MAREN DUVENDACK: What are Registered Replication Reports?

Academia has been abuzz in recent years with new initiatives focusing on research transparency, replication and reproducibility of research. Notable in this regard are the Berkeley Initiative for Transparency in the Social Sciences, and the Reproducibility Initiative which PLOS and Science Exchange are involved, but there are many others. Psychology and political science have had a number of new initiatives that are shaking up the scientific research and publication process.  In economics, there are laudable endeavors by The Institute for New Economic Thinking, which funds the “Replication in Economics” project at Gottingen University; and 3ie, which initiated a replication initiative that includes funding for replication studies.  And, of course, there is The Replication Network, which started a little over a year ago.

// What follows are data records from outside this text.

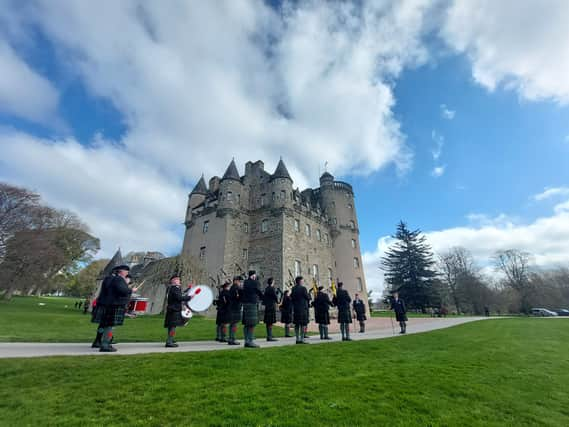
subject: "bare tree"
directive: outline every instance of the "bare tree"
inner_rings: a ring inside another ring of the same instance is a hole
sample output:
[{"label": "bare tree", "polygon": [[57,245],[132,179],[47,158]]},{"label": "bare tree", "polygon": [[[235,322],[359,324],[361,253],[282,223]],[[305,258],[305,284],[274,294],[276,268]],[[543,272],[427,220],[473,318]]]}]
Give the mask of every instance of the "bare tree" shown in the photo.
[{"label": "bare tree", "polygon": [[506,285],[519,294],[520,309],[523,313],[529,313],[531,309],[530,259],[531,254],[517,249],[499,251],[494,256],[496,270],[504,274]]},{"label": "bare tree", "polygon": [[441,280],[448,289],[456,312],[461,313],[461,282],[476,276],[472,255],[464,248],[454,247],[438,258]]}]

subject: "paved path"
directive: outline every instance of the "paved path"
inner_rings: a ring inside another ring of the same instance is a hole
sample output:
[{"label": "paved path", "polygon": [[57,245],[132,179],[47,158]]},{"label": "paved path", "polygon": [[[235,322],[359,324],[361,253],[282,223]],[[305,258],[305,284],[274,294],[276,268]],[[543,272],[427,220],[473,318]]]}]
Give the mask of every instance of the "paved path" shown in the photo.
[{"label": "paved path", "polygon": [[[463,323],[489,319],[488,317],[455,317],[455,318],[412,318],[407,326],[407,335],[421,332],[429,332],[436,329],[448,328]],[[491,317],[490,317],[491,319]],[[332,326],[332,325],[331,325]],[[356,324],[352,324],[356,326]],[[352,333],[354,341],[375,340],[393,337],[393,329],[389,318],[372,318],[367,322],[368,330],[366,333]],[[262,325],[260,326],[262,327]],[[395,328],[397,332],[398,327]],[[330,335],[333,340],[321,341],[317,336],[312,336],[308,341],[310,345],[327,344],[340,341],[339,334]],[[400,337],[401,335],[395,335]],[[120,339],[120,329],[117,337]],[[294,338],[279,338],[276,342],[267,342],[258,339],[257,343],[261,348],[282,347],[294,345]],[[188,351],[214,351],[214,350],[237,350],[243,346],[230,346],[215,341],[188,341],[180,342],[178,348],[165,348],[164,343],[124,343],[117,344],[116,353],[99,353],[97,349],[92,349],[87,343],[0,343],[0,358],[9,357],[45,357],[45,356],[113,356],[127,354],[147,354],[147,353],[180,353]]]}]

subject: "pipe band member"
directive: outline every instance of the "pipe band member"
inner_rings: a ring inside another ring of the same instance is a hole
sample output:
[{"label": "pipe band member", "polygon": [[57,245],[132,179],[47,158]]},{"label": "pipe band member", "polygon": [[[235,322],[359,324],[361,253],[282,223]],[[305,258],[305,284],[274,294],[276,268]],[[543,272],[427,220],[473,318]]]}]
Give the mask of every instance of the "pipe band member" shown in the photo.
[{"label": "pipe band member", "polygon": [[338,290],[332,302],[338,307],[338,323],[340,324],[342,341],[352,341],[350,338],[350,323],[352,323],[350,302],[352,302],[352,299],[348,291],[344,289],[342,282],[338,282]]},{"label": "pipe band member", "polygon": [[178,347],[176,343],[176,327],[184,326],[186,321],[182,317],[182,303],[192,299],[190,295],[182,295],[180,287],[181,280],[179,274],[173,274],[170,277],[170,284],[167,290],[166,317],[164,318],[164,327],[168,330],[168,338],[165,347]]}]

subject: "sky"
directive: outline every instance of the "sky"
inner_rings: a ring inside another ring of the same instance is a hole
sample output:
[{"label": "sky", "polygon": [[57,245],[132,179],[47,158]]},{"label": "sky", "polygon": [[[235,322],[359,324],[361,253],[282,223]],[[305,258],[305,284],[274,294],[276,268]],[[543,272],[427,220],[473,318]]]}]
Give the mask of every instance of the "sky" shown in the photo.
[{"label": "sky", "polygon": [[569,263],[569,2],[0,0],[0,181],[181,249],[232,158],[353,184],[369,289],[403,220],[490,272]]}]

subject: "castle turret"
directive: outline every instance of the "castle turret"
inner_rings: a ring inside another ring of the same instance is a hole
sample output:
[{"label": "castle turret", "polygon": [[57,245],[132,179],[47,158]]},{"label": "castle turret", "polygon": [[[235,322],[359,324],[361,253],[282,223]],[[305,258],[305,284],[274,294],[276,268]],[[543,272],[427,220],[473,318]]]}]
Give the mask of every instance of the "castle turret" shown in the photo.
[{"label": "castle turret", "polygon": [[205,201],[207,196],[207,187],[205,185],[205,180],[202,175],[190,195],[188,196],[188,208],[186,210],[186,223],[192,219],[192,209],[199,206]]},{"label": "castle turret", "polygon": [[279,160],[275,172],[271,175],[270,183],[272,206],[292,206],[292,178],[282,159]]},{"label": "castle turret", "polygon": [[219,208],[238,209],[241,204],[241,193],[241,176],[235,165],[235,160],[231,160],[219,182]]}]

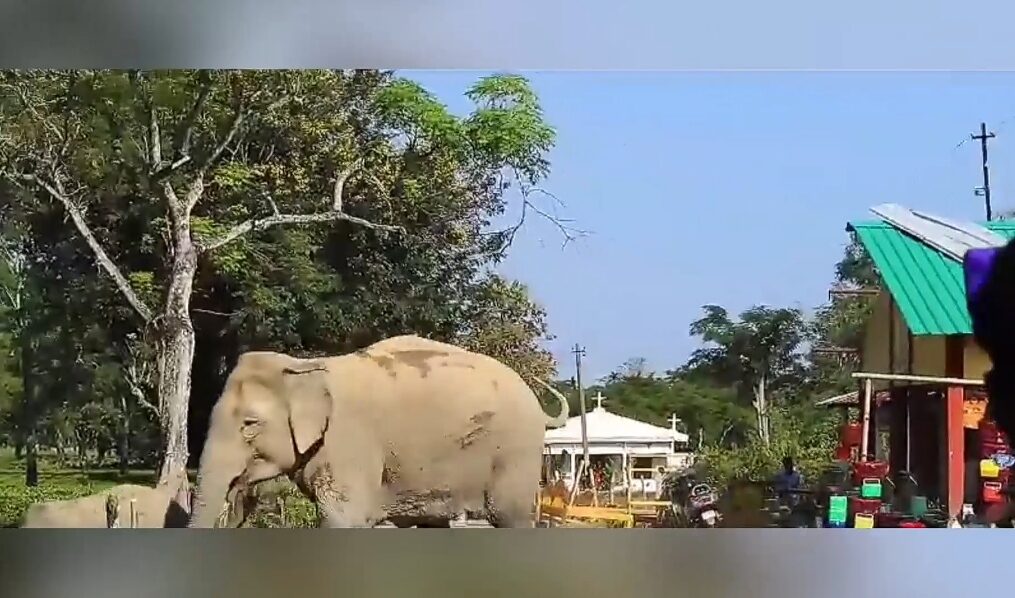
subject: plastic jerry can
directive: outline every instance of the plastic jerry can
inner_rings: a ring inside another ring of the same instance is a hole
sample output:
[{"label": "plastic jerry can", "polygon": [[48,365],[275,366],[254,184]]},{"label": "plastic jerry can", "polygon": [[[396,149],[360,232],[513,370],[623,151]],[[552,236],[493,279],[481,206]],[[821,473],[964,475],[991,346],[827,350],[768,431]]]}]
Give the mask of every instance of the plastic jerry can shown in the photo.
[{"label": "plastic jerry can", "polygon": [[887,461],[860,461],[853,464],[853,480],[856,482],[867,478],[881,479],[887,475]]},{"label": "plastic jerry can", "polygon": [[923,517],[927,514],[927,497],[914,496],[909,501],[909,514],[913,517]]},{"label": "plastic jerry can", "polygon": [[862,498],[881,498],[881,480],[864,478],[860,485],[860,496]]},{"label": "plastic jerry can", "polygon": [[993,480],[1001,474],[1001,467],[993,459],[980,461],[980,477]]},{"label": "plastic jerry can", "polygon": [[983,502],[985,503],[1004,502],[1004,495],[1001,493],[1001,482],[983,483]]},{"label": "plastic jerry can", "polygon": [[845,496],[828,497],[828,522],[845,525],[848,518],[849,503]]},{"label": "plastic jerry can", "polygon": [[863,426],[858,423],[848,423],[842,426],[839,433],[840,442],[846,446],[858,445],[863,437]]},{"label": "plastic jerry can", "polygon": [[874,516],[857,513],[853,520],[853,527],[855,529],[874,529]]}]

 In this blog I would like to highlight a particular initiative that is concerned with the distorted incentive structure of the academic peer-review process. It is well known that the scientific literature rewards novel, ground-breaking findings that are sometimes at odds with how the scientific research process works. Novel findings are exciting, but we can only judge the true effects of something if we amass evidence from a variety of sources and these might not always be novel or exciting.
 This is where the idea of registered reports, and relatedly, registered replication reports. The way the registered report models works is very simple: Researchers submit a report setting out the research questions and proposed methodology before embarking on any data collection and analysis. This report is peer-reviewed to ensure certain quality criteria are met.  Once the submission is accepted, publication in the journal where it was accepted is almost guaranteed, assuming researchers have followed through with their registered methodology.
 This initiative is the brain child of Alex Holcombe, Bobbie Spellman and Daniel Simons and was started in 2013 in collaboration with the journal Perspectives on Psychological Science.  The first registered replication report was published in 2014.  The Center for Open Science has actively promoted registered reports. According to Daniel Simons, Professor of Psychology at the University of Illinois, “Registered reports eliminate the bias against negative results in publishing because the results are not known at the time of review”.  Adds Chris Chambers, chair of the COS-associated Registered Reports Committee, “Because the study is accepted in advance, the incentives for authors change from producing the most beautiful story to producing the most accurate one.”  The idea of registered reports has quickly gained much traction.  Brian Nosek, Professor of Psychology at the University of Virginia, is now piloting registered reports with over 20 journals.  
A related initiative is that of “results-free” reviewing (RFR) where studies are reviewed without reviewers knowing the results of the analysis. The journal Comparative Political Studies recently published a special issue that featured a pilot study of RFR.
The move towards registered replication reports somewhat mirrors that of registered trials in the medical sciences where trials are registered before embarking on the study to minimise reporting biases, enhance transparency and accountability (see here). 3ie has established a similar registry with the aim to register international development impact evaluations (see here). 
All these initiatives are important in the quest for more research transparency.  The medical sciences, psychology, and political science have been at the forefront of these efforts.  It would be good to see similar initiatives in economics.  
Maren Duvendack is a lecturer in development economics at the University of East Anglia and co-organizer of The Replication Network.